HIV positive boyfriend don't want to use condom
Dear Counsellor,
I recently found out that my boyfriend of over 12 years tested positive for HIV, however I tested negative. He has two girlfriends, me and another woman and we are both aware of each other. As a matter of fact, we live very close to each other but in separate houses. He does that because he wants all of his children to grow up close. Counsellor, I love my boyfriend very much and wants to be with him. My greatest fear, though, is to continue having sex with him. Whenever he approaches me I do not know what to do. I really want to start the new year doing the right thing, but I am not even sure what the right thing is. I should tell you that my boyfriend does not really like to use the condom because of religious reasons. However, few times when I asked him to use it, he reluctantly does so. Counsellor, is it alright to continue having sex with him?
Mystified Lover
Dear Mystified Lover,
Sorry to hear about your boyfriend's HIV-positive status. Sex is an important part of human life and relationships. While some people will choose not to have sex after they find out they are infected with HIV or living with AIDS; others will still want to express themselves sexually. Both approaches are possible and the choice is up to the individual and their partner(s).
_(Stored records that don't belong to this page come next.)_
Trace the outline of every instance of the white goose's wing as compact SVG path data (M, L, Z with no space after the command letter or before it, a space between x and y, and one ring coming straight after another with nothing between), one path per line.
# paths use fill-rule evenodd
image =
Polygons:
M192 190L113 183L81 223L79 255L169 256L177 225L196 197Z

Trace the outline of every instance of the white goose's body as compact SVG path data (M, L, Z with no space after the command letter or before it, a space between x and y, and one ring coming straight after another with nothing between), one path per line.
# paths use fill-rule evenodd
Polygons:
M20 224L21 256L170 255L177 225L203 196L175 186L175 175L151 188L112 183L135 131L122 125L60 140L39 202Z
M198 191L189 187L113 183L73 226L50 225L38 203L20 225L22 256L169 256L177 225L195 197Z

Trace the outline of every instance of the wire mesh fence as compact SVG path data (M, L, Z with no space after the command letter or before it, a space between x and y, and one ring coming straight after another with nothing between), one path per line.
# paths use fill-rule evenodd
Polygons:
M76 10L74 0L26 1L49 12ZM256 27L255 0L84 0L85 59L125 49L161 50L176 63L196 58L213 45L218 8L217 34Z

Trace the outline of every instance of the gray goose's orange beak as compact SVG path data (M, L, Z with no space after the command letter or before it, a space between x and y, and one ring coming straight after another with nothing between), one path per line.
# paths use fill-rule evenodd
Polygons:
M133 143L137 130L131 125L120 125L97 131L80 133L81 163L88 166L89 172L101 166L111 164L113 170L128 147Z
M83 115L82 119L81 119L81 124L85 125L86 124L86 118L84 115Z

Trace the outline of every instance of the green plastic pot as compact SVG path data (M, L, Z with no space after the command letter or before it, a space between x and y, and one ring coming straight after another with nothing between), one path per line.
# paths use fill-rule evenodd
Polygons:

Like everyone else who have sex, people who tested positive for HIV, the virus that causes AIDS, should practise the same kind of 'safe sex' as those who are uninfected. They should use a condom every time they have sex (oral, vaginal or anal). Condoms, when used properly, are highly effect in preventing transmission of HIV or other sexually transmitted infections, and it allows people with HIV/AIDS and their partners to continue enjoy sexual relations. Therefore, the decision to have or not to have sex with your partner must be carefully assessed in terms of risk level, your safety, and at the same time, fulfilling your partner's needs. You may want to get individual counselling from a counsellor knowledegeable about HIV to help you to alleviate some of the fears you may have and to help you with condom negotiation skills.
Dear Counsellor,
My teenage son is sexually active and it seems he is all over the place. I have never been comfortable discussing the subject with him, but I am scared that he may contract AIDS. I saw a few condoms in his room, but I know that does not mean he is using them. I remember in my days my husband - who was then my boyfriend - just walks around with condoms, but we never used them. I know youngsters these days are a little more exposed and informed. So then, is it all right to think he will also be mature and practise safe sex?
Anxious Mother
Dear Anxious Mother,
I would not bet on it; this is no reflection on your son's maturity. Our experience is that many young boys, older than your son, have difficulty deciding to use condoms for protection. Moreover, teenagers tend to romanticise sex, preferring spontaneity to the practical act of slipping on a condom. Though your son is level-headed to be carrying around condoms or stocking them in his room, the possibility of contracting HIV, the virus which causes AIDS, may not be foremost in his mind. I would suggest that if you are too embarrassed to talk about the subject with your son, you could ask an aunt or some other adult with whom he is close to discuss the subject with him. In the long run, your comfort is a small price to pay to ensure that your son is equipped for life.